TMCxDigitalHealth2018
Trusted Health CEO Matthew Pierce speaks at the annual TMCx Demo Day event in 2018. Photo by Cody Duty.
Innovation

For TMCx alum Trusted Health, “nurses aren’t a commodity”

The San Francisco-based company is gaining attention for its innovative approach to nurse staffing

For TMCx alum Trusted Health, “nurses aren’t a commodity”

4 Minute Read

Karen Jones is looking for her next adventure. The Louisiana-based nurse, 54, is wrapping up her second 13-week stint at Texas Children’s Hospital in The Woodlands. Next up: 13 weeks at a hospital in Washington state. And after that—who knows? She’d love to treat patients in Hawaii, New York or Miami, and she’s in the phase of her life where she can travel anywhere she wants.

“My husband and I have an empty nest for the first time in 29 years,” Jones said, contemplating her next destination.

Jones is part of a cadre of health care professionals known as travel nurses who take short-term jobs across the country, filling the gap for hospitals and other health care providers that face temporary staff shortages. In some cases, they’re younger professionals who aren’t bound by family or homeownership to a specific location. Others, like Jones, are exploring newfound freedom after their children leave home.

The arrangement gives nurses the chance to explore the country and gain new professional experiences. And it allows employers to respond quickly when their staffing is affected by turnover, new facility openings, natural disasters or seasonal fluctuations.

San Francisco-based Trusted Health is Jones’ 21st-century matchmaker, and the company is attracting significant investment for its innovative approach. Part of the Texas Medical Center’s TMCx accelerator in 2018, Trusted Health received investment from the TMC Venture Fund. In May, the company announced it had closed a $20 million funding round. Earlier this year, Trusted Health reported that more than 1,000 nurses per week were signing up for its platform.

“For us to have an impact on health care is such an incredible mission,” said co-founder and president Matthew Pierce. “If we really connect people to opportunities in a much more efficient way, we can have an incredible impact on an industry that needs it.”

Travel nurses, Pierce said, want flexibility, autonomy and new experiences. He cites one group of Trusted nurses that works in San Diego in the winter and Colorado in the spring.

Pierce’s company didn’t invent the industry, but it streamlined the process of recruiting and hiring travel nurses using a two-pronged approach. Its app—similar to a dating app—introduces nurses to potential job opportunities based on their background and preferences. Then, during the hiring process, Trusted employs clinicians called “nurse advocates” to offer a human touch. In the past, nurses found short-term jobs through recruiters. Trusted’s approach, Pierce said, is a much-needed alternative. “The old, antiquated way is you’re held hostage and have to get on the phone with the recruiter,” Pierce said. “The recruiter is haggling with you. The recruiter doesn’t have a clinical background, and you’re struggling to get information.”

Unlike traditional recruiters, Trusted employees aren’t paid based on commissions or quotas, company leaders said. As a result, they aren’t pressured to get a nurse contract signed at all costs.

Jones, the Louisiana nurse, said Trusted’s approach is unique, since the use of technology streamlines a process that can be cumbersome.

She also said other nurse recruiters are known to harangue nurses, while Trusted has a softer approach.
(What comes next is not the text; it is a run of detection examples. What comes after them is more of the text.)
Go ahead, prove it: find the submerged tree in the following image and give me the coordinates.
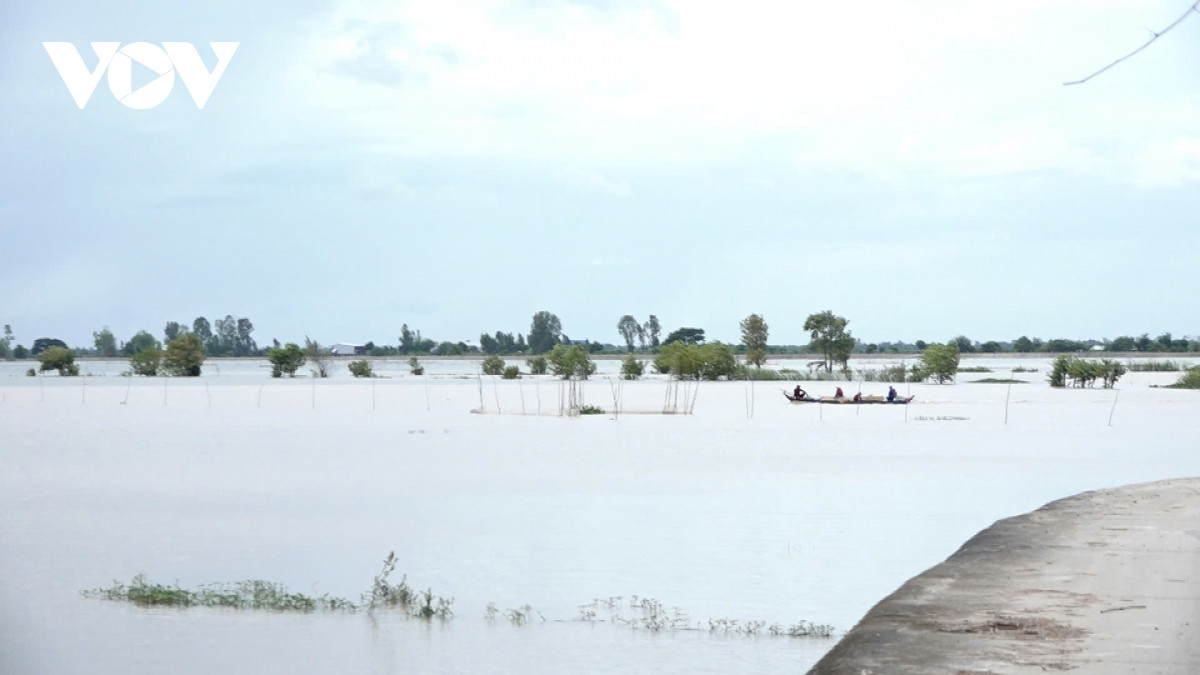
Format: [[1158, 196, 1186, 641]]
[[91, 325, 116, 357], [266, 342, 305, 377], [917, 342, 959, 384], [37, 346, 79, 377], [804, 310, 854, 372], [162, 333, 208, 377], [528, 311, 563, 354], [617, 315, 643, 352], [304, 335, 330, 377], [740, 313, 768, 368]]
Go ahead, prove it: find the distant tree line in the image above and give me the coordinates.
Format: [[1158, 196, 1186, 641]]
[[0, 310, 1200, 376]]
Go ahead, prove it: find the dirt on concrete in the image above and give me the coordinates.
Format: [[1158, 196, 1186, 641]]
[[809, 478, 1200, 675]]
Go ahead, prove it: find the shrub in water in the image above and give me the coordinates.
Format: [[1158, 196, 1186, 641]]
[[479, 356, 504, 375]]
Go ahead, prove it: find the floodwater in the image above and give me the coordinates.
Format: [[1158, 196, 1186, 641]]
[[0, 359, 1200, 674]]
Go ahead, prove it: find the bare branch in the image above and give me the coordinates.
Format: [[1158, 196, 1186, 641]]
[[1062, 0, 1200, 86]]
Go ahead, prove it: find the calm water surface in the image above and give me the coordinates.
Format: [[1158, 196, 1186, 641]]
[[0, 362, 1200, 674]]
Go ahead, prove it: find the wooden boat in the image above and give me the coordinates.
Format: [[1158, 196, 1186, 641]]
[[784, 392, 917, 406]]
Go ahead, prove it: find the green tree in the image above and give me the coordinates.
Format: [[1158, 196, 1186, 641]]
[[529, 311, 563, 354], [620, 354, 646, 380], [479, 333, 500, 354], [617, 315, 641, 352], [91, 325, 116, 358], [1105, 335, 1134, 352], [919, 342, 959, 384], [162, 321, 187, 342], [696, 342, 738, 380], [526, 357, 550, 375], [642, 315, 662, 350], [546, 345, 596, 380], [121, 330, 162, 357], [266, 342, 305, 377], [37, 346, 79, 377], [130, 347, 162, 377], [804, 310, 854, 372], [192, 316, 212, 346], [304, 335, 330, 378], [0, 323, 13, 360], [162, 333, 208, 377], [546, 345, 596, 411], [400, 323, 421, 354], [662, 328, 704, 345], [479, 354, 504, 375], [739, 313, 768, 368], [29, 338, 68, 357]]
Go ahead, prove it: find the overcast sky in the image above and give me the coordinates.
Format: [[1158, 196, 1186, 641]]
[[0, 0, 1200, 346]]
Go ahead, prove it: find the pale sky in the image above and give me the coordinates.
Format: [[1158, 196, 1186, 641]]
[[0, 0, 1200, 346]]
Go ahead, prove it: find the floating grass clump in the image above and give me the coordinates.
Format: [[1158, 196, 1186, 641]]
[[83, 574, 356, 611], [971, 377, 1028, 384], [1168, 365, 1200, 389], [83, 552, 454, 620], [578, 596, 834, 638], [1126, 360, 1187, 372]]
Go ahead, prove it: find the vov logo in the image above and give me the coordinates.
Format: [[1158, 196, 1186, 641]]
[[42, 42, 241, 110]]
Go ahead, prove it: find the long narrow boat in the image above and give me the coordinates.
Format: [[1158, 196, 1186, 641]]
[[784, 392, 917, 406]]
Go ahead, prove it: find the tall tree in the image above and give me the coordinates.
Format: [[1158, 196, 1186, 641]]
[[950, 335, 974, 354], [162, 321, 187, 342], [121, 330, 162, 355], [617, 315, 641, 352], [643, 315, 662, 350], [0, 323, 12, 359], [662, 328, 704, 345], [804, 310, 854, 372], [528, 310, 563, 354], [91, 325, 116, 357], [162, 333, 206, 377], [400, 323, 420, 354], [740, 313, 768, 368], [192, 316, 212, 344], [234, 318, 258, 357]]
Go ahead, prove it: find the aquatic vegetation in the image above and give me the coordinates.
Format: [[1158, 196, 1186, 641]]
[[1126, 359, 1187, 372], [1168, 365, 1200, 389], [83, 574, 358, 611]]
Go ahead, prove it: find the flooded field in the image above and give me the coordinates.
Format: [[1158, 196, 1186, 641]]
[[0, 359, 1200, 674]]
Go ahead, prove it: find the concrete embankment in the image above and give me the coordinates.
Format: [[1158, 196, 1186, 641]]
[[809, 478, 1200, 675]]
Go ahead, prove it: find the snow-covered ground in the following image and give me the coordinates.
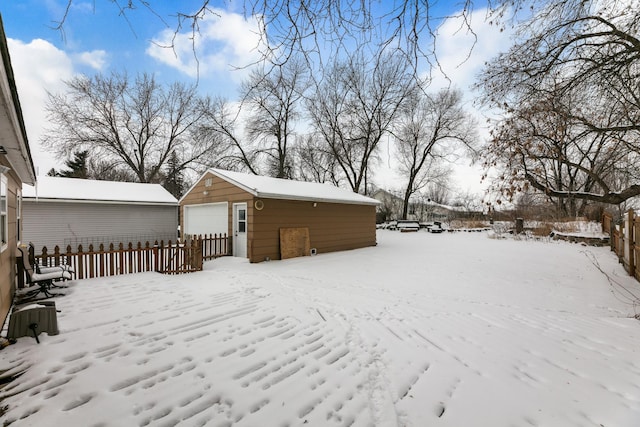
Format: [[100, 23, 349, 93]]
[[0, 230, 640, 427]]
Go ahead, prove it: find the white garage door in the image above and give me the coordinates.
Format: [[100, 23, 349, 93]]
[[184, 202, 229, 234]]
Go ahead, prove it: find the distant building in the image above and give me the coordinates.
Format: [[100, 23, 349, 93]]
[[22, 176, 178, 252]]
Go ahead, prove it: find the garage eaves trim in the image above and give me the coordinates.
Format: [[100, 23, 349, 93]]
[[187, 169, 380, 206]]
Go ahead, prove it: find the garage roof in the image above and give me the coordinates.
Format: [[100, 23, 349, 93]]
[[22, 176, 178, 205], [200, 169, 380, 206]]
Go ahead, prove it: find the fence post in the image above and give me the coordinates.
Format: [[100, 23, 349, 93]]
[[153, 240, 160, 273], [627, 209, 636, 277]]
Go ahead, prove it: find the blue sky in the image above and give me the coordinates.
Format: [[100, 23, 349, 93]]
[[0, 0, 509, 191]]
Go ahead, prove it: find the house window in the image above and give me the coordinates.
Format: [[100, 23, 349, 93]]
[[0, 174, 9, 251]]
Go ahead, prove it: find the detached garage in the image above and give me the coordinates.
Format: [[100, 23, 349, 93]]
[[22, 176, 178, 251], [180, 169, 379, 262]]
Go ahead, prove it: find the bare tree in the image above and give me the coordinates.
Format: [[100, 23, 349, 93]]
[[43, 72, 222, 182], [308, 50, 411, 196], [480, 0, 640, 207], [202, 98, 259, 175], [54, 0, 484, 76], [394, 88, 476, 219], [293, 134, 340, 185], [243, 60, 308, 178]]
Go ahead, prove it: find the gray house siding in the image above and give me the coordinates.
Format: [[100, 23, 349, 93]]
[[22, 199, 178, 252]]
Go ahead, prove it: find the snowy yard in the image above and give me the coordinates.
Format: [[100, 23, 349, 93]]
[[0, 230, 640, 427]]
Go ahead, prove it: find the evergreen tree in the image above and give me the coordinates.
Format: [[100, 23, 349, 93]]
[[47, 150, 89, 179], [162, 151, 185, 199]]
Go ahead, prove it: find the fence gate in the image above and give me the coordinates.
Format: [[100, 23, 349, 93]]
[[602, 209, 640, 280]]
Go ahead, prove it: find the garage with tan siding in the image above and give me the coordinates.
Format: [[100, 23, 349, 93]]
[[180, 169, 379, 262]]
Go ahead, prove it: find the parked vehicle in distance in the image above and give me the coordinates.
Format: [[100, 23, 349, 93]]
[[396, 219, 420, 233]]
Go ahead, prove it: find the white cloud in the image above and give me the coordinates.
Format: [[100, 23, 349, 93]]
[[73, 50, 107, 71], [146, 9, 263, 81], [432, 9, 512, 92], [7, 38, 73, 175]]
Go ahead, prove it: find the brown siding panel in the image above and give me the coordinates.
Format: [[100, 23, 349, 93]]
[[251, 200, 376, 262], [180, 173, 376, 262]]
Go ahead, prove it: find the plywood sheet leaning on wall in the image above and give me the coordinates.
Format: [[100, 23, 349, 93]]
[[280, 227, 311, 259]]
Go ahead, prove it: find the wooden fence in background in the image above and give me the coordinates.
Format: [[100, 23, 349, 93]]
[[35, 234, 231, 279], [602, 209, 640, 280]]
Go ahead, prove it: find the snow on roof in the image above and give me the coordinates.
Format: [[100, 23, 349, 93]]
[[209, 169, 380, 206], [22, 176, 178, 205]]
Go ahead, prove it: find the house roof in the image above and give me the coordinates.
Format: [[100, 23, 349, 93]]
[[188, 169, 380, 206], [22, 176, 178, 205], [0, 16, 36, 185]]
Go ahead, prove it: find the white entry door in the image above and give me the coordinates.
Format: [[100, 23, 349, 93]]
[[233, 203, 247, 258]]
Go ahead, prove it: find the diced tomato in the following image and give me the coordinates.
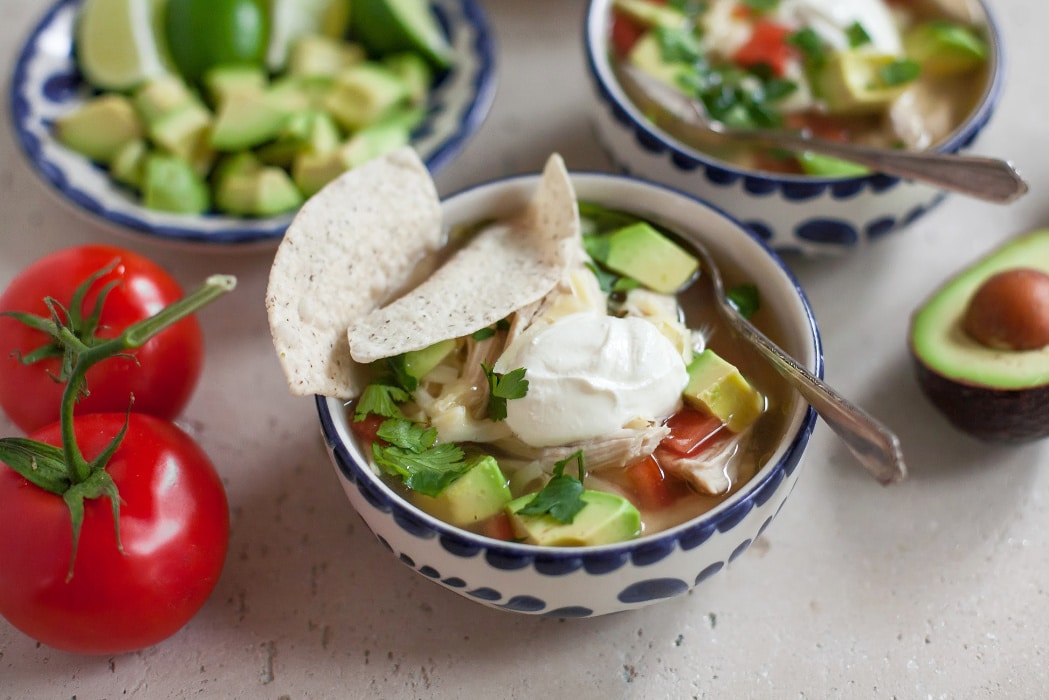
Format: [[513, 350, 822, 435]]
[[612, 13, 645, 58], [484, 513, 515, 542], [732, 19, 794, 76], [660, 408, 725, 457], [349, 413, 386, 444]]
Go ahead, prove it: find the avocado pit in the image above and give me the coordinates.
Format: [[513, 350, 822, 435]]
[[908, 229, 1049, 442]]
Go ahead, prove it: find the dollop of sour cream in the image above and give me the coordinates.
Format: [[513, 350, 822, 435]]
[[494, 313, 688, 447]]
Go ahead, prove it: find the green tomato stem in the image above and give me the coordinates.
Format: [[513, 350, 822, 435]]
[[59, 275, 237, 484]]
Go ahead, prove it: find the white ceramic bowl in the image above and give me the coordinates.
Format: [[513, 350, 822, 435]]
[[584, 0, 1005, 255], [316, 174, 823, 617], [10, 0, 495, 250]]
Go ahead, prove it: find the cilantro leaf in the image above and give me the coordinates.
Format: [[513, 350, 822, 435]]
[[480, 363, 528, 421], [517, 450, 586, 524], [354, 382, 411, 423]]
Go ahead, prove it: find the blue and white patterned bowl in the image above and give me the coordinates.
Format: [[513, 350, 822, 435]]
[[584, 0, 1005, 255], [317, 174, 823, 617], [10, 0, 496, 250]]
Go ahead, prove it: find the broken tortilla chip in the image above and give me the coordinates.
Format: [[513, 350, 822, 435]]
[[265, 147, 443, 399], [347, 154, 583, 363]]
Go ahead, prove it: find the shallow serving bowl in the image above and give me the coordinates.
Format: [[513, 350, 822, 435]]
[[584, 0, 1005, 255], [10, 0, 495, 249], [316, 174, 823, 617]]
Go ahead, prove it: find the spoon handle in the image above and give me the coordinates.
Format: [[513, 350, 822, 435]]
[[724, 321, 907, 485], [751, 131, 1027, 204]]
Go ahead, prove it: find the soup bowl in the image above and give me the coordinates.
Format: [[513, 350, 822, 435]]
[[316, 173, 823, 618], [584, 0, 1005, 255]]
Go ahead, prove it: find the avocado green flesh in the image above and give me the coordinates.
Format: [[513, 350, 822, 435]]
[[911, 229, 1049, 389]]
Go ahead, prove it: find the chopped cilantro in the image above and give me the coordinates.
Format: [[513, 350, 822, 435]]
[[845, 22, 871, 48], [878, 59, 921, 86], [371, 418, 468, 496], [517, 450, 586, 524], [480, 363, 528, 421], [726, 284, 762, 318], [354, 382, 411, 423]]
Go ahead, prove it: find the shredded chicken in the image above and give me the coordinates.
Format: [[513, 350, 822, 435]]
[[495, 425, 670, 471]]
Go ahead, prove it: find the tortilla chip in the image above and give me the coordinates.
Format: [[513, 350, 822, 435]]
[[347, 155, 582, 362], [265, 147, 443, 399]]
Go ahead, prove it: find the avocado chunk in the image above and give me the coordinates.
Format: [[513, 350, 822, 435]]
[[211, 92, 291, 151], [142, 153, 211, 214], [55, 93, 143, 165], [613, 0, 687, 29], [817, 49, 908, 114], [903, 20, 987, 76], [600, 221, 700, 294], [507, 490, 641, 547], [682, 347, 765, 432], [404, 339, 455, 379], [326, 62, 409, 131], [215, 161, 304, 216], [412, 454, 511, 528], [908, 229, 1049, 442]]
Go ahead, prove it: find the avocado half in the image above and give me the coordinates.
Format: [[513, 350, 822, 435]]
[[909, 229, 1049, 442]]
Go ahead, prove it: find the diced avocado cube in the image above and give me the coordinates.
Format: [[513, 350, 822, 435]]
[[211, 93, 292, 151], [612, 0, 687, 29], [109, 139, 149, 190], [404, 339, 455, 379], [507, 490, 641, 547], [412, 455, 511, 527], [682, 347, 765, 432], [133, 73, 199, 128], [286, 34, 366, 78], [817, 49, 907, 114], [326, 62, 409, 131], [383, 51, 433, 105], [626, 31, 694, 87], [142, 153, 211, 214], [204, 63, 270, 106], [215, 166, 304, 216], [149, 101, 215, 175], [601, 221, 700, 294], [55, 93, 143, 165], [903, 20, 987, 76]]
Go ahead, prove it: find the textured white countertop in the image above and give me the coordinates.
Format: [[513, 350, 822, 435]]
[[0, 0, 1049, 700]]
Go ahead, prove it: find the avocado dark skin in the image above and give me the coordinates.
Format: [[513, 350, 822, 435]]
[[909, 229, 1049, 443]]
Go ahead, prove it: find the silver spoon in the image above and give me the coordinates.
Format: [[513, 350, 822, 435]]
[[686, 238, 907, 485], [617, 64, 1027, 204]]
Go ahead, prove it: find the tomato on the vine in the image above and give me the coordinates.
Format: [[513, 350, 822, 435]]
[[0, 413, 230, 654], [0, 245, 204, 432]]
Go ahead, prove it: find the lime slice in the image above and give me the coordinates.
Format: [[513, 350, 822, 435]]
[[74, 0, 168, 90], [266, 0, 350, 71], [350, 0, 453, 68]]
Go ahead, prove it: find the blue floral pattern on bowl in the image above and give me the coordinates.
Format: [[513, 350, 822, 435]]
[[316, 173, 822, 618], [10, 0, 496, 248], [584, 0, 1005, 255]]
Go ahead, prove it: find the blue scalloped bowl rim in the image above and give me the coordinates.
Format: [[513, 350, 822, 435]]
[[9, 0, 496, 248], [583, 0, 1006, 200], [315, 172, 823, 587]]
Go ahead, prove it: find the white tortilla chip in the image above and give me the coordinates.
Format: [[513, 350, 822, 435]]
[[265, 147, 443, 399], [347, 154, 582, 362]]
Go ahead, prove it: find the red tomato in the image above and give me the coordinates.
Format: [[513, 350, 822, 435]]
[[660, 408, 725, 457], [0, 413, 230, 654], [732, 20, 794, 76], [0, 246, 204, 432]]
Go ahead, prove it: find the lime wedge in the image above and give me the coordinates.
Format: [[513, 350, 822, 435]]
[[349, 0, 453, 69], [74, 0, 168, 90], [266, 0, 350, 71]]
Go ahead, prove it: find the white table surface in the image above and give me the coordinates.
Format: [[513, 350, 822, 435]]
[[0, 0, 1049, 700]]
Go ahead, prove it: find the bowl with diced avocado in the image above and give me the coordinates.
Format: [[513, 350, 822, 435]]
[[10, 0, 495, 248], [585, 0, 1004, 255], [266, 151, 822, 618]]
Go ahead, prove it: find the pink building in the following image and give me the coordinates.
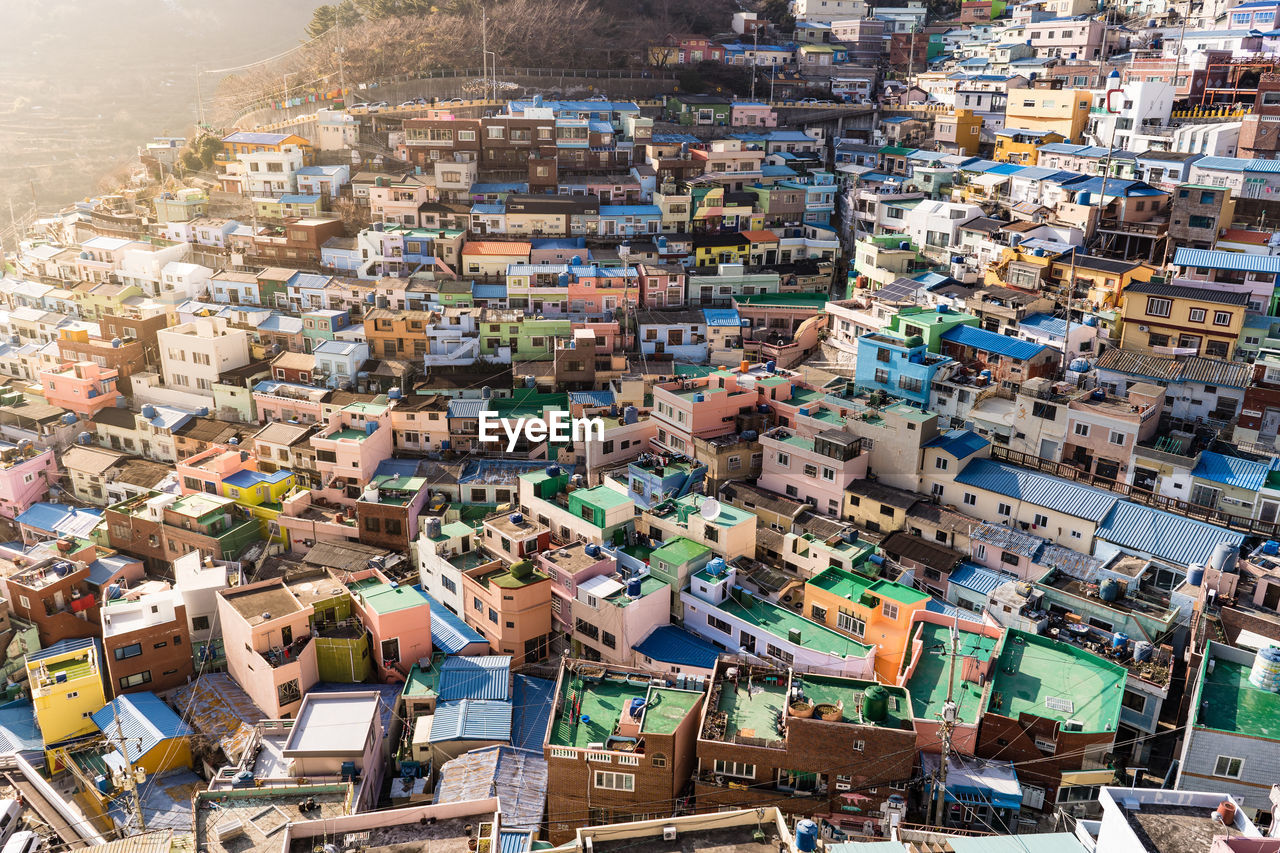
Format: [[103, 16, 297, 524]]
[[344, 569, 431, 681], [218, 578, 320, 720], [639, 264, 687, 309], [535, 542, 614, 630], [0, 442, 58, 519], [311, 402, 393, 506], [730, 101, 778, 127], [758, 427, 870, 517], [568, 265, 640, 314], [40, 361, 120, 420], [253, 379, 329, 424]]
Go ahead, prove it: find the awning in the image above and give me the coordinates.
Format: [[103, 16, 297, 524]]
[[970, 174, 1009, 190]]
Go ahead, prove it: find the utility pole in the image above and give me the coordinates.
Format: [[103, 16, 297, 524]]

Nurses input their background information onto the platform and are presented with job options based on their preferences, including when they want to work, their specialty and their preferred locations. If they like what they see, they can request an interview. Trusted’s “nurse advocates” screen the nurses to make sure they’re the right fit.

If all works out, Trusted handles licensing, benefits and payroll. Trusted—not the health care provider—pays the nurses.

“Trusted sends you an email with [job] matches,” Jones explained. “You apply if you want to and you don’t if you don’t want to. It’s very technologically savvy.”

She also texts regularly with her “nurse advocate,” which she says is helpful because their schedules don’t align. (Jones works nights.)

“The whole process is just so easy,” said Jones, who secured her gig with Texas Children’s Hospital just 24 hours after applying through Trusted.

The company is starting to explore “on-demand” nursing assignments—think Uber for nursing. It’s also developing a platform that connects directly to health care providers’ scheduling and human resources systems.

Sarah Gray, Trusted Health’s founding nurse and head of clinical operations, said the company is responding to the changing demands of the nursing workforce. “What a nurse wants, values, and cares about—and the tools they expect to manage their careers—has really evolved,” she said. “We saw Trusted as an opportunity to be a fresh face for the profession and empower nurses to take control over their careers and perceive themselves as the professionals that they are.”

The company works to build communities of travel nurses in their new cities, organizes events for them and promotes respect and dignity for the profession through its marketing channels.

“That’s what really draws nurses to Trusted,” Gray said. “The relevance, the technology, the ease, the seamlessness, our ‘nurses first’ mission and brand. To us, nurses aren’t a commodity.”